In the 2024 United States House of Representatives elections, JDCA made their first primary endorsements, supporting challengers to Democratic incumbents of The Squad, Cori Bush and Jamaal Bowman, following their criticism of the Israeli invasion of the Gaza Strip (2023–present).

As of April 2024, JDCA has endorsed 83 candidates in the 2024 elections. These candidates included President Joe Biden, Senate candidates Ruben Gallego in Arizona, Adam Schiff in California, Rep. Debbie Mucarsel-Powell in Florida, Rep. Elissa Slotkin in Michigan, and House candidates Wesley Bell in Missouri's District 1 and George Latimer in New York's District 16.

==Advocacy==
In June 2021, JDCA held its first Week of Action. During this event, it ran 81 meetings with members of Congress, including Gary Peters, Tim Ryan, and Ted Deutch.

JDCA supported the appointment of Deborah Lipstadt to the Office of the Special Envoy to Monitor and Combat Antisemitism.

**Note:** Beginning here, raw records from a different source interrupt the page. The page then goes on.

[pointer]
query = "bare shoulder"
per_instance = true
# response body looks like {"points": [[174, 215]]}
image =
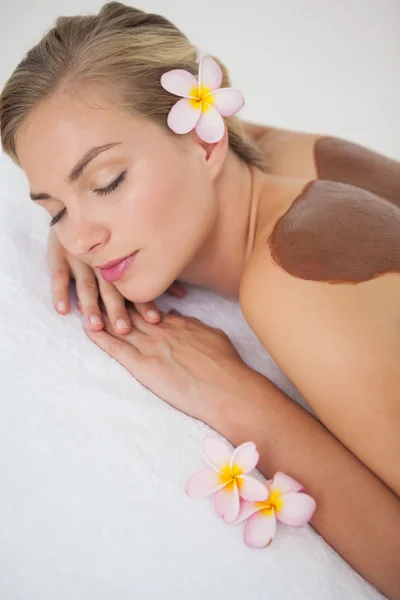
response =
{"points": [[322, 293], [331, 241]]}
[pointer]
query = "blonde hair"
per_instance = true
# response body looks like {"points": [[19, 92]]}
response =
{"points": [[121, 51]]}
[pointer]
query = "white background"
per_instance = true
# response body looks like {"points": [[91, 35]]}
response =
{"points": [[323, 66], [92, 465]]}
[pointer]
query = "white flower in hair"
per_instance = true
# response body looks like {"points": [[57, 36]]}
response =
{"points": [[203, 101]]}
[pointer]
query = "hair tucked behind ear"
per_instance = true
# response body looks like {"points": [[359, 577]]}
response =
{"points": [[121, 52]]}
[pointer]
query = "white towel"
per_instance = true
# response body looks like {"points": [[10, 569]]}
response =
{"points": [[93, 466]]}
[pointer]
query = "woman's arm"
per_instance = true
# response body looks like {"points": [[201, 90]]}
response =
{"points": [[356, 513], [311, 156]]}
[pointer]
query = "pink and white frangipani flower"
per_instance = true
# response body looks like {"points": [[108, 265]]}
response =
{"points": [[284, 503], [228, 477], [203, 101]]}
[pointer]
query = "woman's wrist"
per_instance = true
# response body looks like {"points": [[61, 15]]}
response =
{"points": [[235, 415]]}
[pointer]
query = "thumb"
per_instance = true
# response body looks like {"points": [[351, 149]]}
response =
{"points": [[126, 354]]}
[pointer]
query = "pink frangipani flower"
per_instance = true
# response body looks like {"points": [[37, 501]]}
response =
{"points": [[228, 477], [284, 503], [203, 100]]}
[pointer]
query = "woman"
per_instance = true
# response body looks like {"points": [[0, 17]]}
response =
{"points": [[322, 298]]}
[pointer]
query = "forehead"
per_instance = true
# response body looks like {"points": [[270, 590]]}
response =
{"points": [[59, 130]]}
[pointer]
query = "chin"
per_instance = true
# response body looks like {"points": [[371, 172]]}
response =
{"points": [[146, 294]]}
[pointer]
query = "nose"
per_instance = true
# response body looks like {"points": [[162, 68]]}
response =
{"points": [[84, 236]]}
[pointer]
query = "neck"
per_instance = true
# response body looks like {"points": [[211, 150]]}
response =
{"points": [[220, 262]]}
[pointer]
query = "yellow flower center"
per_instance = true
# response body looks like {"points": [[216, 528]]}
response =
{"points": [[198, 100], [274, 502], [229, 476]]}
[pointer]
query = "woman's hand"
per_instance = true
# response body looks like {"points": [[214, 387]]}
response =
{"points": [[192, 366], [91, 291]]}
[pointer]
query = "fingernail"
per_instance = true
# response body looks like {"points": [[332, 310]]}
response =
{"points": [[95, 320], [152, 314], [122, 324]]}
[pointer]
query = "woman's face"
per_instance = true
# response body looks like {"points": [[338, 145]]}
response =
{"points": [[163, 206]]}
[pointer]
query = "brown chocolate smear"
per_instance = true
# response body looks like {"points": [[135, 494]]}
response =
{"points": [[337, 233], [339, 160]]}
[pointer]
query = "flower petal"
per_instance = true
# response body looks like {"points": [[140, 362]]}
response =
{"points": [[227, 502], [203, 483], [285, 483], [260, 529], [297, 509], [179, 82], [245, 457], [251, 489], [227, 101], [183, 116], [246, 510], [210, 127], [210, 73], [216, 453]]}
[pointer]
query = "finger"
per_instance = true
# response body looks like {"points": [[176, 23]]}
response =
{"points": [[87, 292], [60, 278], [139, 323], [177, 290], [173, 311], [134, 337], [148, 311], [126, 354], [60, 274], [112, 302]]}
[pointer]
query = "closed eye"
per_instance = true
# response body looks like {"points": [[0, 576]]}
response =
{"points": [[100, 192], [112, 186]]}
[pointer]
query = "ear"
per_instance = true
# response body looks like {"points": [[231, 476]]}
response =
{"points": [[215, 154]]}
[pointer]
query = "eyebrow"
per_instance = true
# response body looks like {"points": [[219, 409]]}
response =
{"points": [[78, 169]]}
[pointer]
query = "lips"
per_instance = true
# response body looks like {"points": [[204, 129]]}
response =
{"points": [[111, 263], [117, 270]]}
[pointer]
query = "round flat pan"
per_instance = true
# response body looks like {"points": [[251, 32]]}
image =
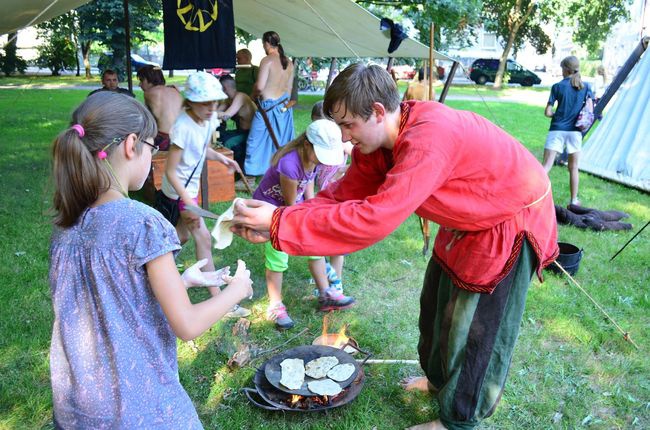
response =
{"points": [[307, 353]]}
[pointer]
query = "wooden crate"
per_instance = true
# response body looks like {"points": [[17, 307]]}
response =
{"points": [[221, 184]]}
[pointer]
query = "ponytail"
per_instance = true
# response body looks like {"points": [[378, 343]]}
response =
{"points": [[283, 58], [273, 39], [298, 143], [571, 66], [79, 154]]}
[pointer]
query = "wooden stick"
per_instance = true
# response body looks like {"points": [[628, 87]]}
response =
{"points": [[626, 335], [266, 351]]}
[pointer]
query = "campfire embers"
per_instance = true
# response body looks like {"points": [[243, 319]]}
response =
{"points": [[270, 394]]}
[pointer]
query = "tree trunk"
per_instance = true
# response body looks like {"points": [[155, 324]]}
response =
{"points": [[85, 52], [498, 79]]}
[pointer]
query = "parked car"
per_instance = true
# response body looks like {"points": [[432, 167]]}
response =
{"points": [[106, 59], [484, 70]]}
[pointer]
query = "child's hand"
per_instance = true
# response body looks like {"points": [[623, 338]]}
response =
{"points": [[193, 277], [241, 282]]}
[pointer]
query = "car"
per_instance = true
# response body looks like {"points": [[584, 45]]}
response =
{"points": [[106, 59], [484, 70]]}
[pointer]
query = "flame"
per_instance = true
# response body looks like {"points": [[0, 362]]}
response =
{"points": [[341, 338]]}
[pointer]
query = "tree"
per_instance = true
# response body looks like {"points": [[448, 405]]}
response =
{"points": [[102, 21], [516, 21], [594, 20], [9, 61], [60, 47], [57, 54]]}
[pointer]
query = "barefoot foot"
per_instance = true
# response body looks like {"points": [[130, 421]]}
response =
{"points": [[433, 425], [416, 383]]}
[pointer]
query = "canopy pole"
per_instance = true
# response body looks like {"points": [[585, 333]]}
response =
{"points": [[330, 76], [431, 63], [127, 31]]}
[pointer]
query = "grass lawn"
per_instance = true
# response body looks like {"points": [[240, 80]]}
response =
{"points": [[571, 369]]}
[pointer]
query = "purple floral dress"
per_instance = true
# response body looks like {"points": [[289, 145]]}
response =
{"points": [[113, 354]]}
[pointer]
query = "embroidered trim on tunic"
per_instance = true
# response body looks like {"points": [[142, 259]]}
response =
{"points": [[512, 259]]}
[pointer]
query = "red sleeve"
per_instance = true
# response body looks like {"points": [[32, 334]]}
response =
{"points": [[375, 196]]}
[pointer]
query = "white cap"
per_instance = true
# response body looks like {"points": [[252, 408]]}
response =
{"points": [[326, 138], [203, 87]]}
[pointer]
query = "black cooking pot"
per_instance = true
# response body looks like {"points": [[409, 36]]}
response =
{"points": [[569, 259]]}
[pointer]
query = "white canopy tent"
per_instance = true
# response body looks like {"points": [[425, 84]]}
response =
{"points": [[619, 149], [319, 28]]}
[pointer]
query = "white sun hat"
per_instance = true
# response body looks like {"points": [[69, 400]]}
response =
{"points": [[326, 138], [203, 87]]}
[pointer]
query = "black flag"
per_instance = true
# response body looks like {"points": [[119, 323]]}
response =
{"points": [[199, 34]]}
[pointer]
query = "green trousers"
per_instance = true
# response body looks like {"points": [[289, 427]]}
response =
{"points": [[467, 340]]}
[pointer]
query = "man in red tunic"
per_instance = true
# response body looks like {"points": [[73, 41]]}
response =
{"points": [[491, 198]]}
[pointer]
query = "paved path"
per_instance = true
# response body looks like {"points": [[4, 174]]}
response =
{"points": [[528, 97]]}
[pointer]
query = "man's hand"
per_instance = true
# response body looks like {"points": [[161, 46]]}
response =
{"points": [[253, 214], [193, 277]]}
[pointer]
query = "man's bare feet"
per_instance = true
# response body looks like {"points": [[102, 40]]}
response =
{"points": [[433, 425], [417, 383]]}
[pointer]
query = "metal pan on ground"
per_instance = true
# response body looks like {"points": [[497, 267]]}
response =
{"points": [[273, 371]]}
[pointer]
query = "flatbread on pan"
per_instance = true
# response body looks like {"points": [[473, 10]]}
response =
{"points": [[341, 372], [324, 387], [319, 367], [293, 373]]}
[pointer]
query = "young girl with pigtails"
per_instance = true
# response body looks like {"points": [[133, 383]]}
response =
{"points": [[119, 302]]}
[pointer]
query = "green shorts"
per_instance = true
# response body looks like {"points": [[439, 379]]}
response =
{"points": [[278, 261]]}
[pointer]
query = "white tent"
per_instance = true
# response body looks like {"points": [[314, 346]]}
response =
{"points": [[319, 28], [619, 149]]}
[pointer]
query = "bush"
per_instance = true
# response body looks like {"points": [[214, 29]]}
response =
{"points": [[11, 63], [57, 54]]}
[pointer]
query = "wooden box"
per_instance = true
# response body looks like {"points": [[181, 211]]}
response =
{"points": [[220, 183]]}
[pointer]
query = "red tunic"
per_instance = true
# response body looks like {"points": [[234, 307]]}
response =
{"points": [[485, 190]]}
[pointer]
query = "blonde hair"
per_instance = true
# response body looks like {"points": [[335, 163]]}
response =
{"points": [[300, 143], [358, 87], [571, 66], [79, 175]]}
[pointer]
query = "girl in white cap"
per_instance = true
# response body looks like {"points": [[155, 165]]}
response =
{"points": [[191, 136], [290, 180]]}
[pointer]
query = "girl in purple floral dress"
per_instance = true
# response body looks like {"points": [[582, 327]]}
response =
{"points": [[119, 301]]}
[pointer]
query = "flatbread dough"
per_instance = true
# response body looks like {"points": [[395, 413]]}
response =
{"points": [[341, 372], [221, 231], [319, 367], [324, 387], [293, 373]]}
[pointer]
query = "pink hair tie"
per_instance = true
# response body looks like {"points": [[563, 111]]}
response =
{"points": [[79, 129]]}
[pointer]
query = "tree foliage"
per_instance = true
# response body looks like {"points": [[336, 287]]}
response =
{"points": [[102, 21], [594, 20], [59, 49], [10, 62]]}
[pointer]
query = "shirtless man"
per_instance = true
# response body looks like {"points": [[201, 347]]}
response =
{"points": [[240, 108], [164, 102], [271, 91]]}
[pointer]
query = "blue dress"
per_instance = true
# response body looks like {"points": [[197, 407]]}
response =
{"points": [[113, 357]]}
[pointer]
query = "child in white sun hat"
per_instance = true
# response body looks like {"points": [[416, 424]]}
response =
{"points": [[191, 138], [289, 181]]}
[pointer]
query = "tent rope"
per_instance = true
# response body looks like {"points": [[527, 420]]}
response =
{"points": [[333, 31], [33, 20], [626, 335]]}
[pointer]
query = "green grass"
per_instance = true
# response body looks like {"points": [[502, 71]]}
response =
{"points": [[570, 363]]}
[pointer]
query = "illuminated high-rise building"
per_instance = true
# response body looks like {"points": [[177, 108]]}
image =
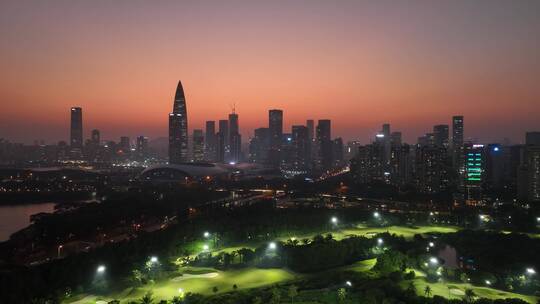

==Grass-roots voter mobilization==
In the lead-up to the 2020 election, JDCA led many efforts in grass-roots voter mobilization across the U.S. Due to the COVID-19 pandemic, JDCA's election events were held virtually. Events included a state chapter, young voters' phone banks, and a speaker series. In 2020, a JDCA "Take Back America: Jewish Votes Will Make the Difference", included the announcement of the "Virtual Schlep for 2020", to mobilize Jewish voters in Florida during the COVID-19 pandemic. Among the event's speakers were U.S. Speaker of the House Nancy Pelosi, Senate Majority Leader Chuck Schumer, U.S. House Majority Leader Steny Hoyer, former U.S. Representative Steve Israel, and actors Ben Platt, Tovah Feldshuh, and Jon Lovett. Actor Mandy Patinkin participated in multiple JDCA events, and appeared in a JDCA ad to get out the vote.

==Response from Republican groups==
The Republican Jewish Coalition (RJC) sent an e-mail to its supporters, saying that JDCA was founded to revitalize two "failed liberal Jewish political groups". The RJC also said that establishing a new organization would not reverse "the continued erosion of support for Israel within the Democrat Party". The JDCA responded by calling the letter "pitiful".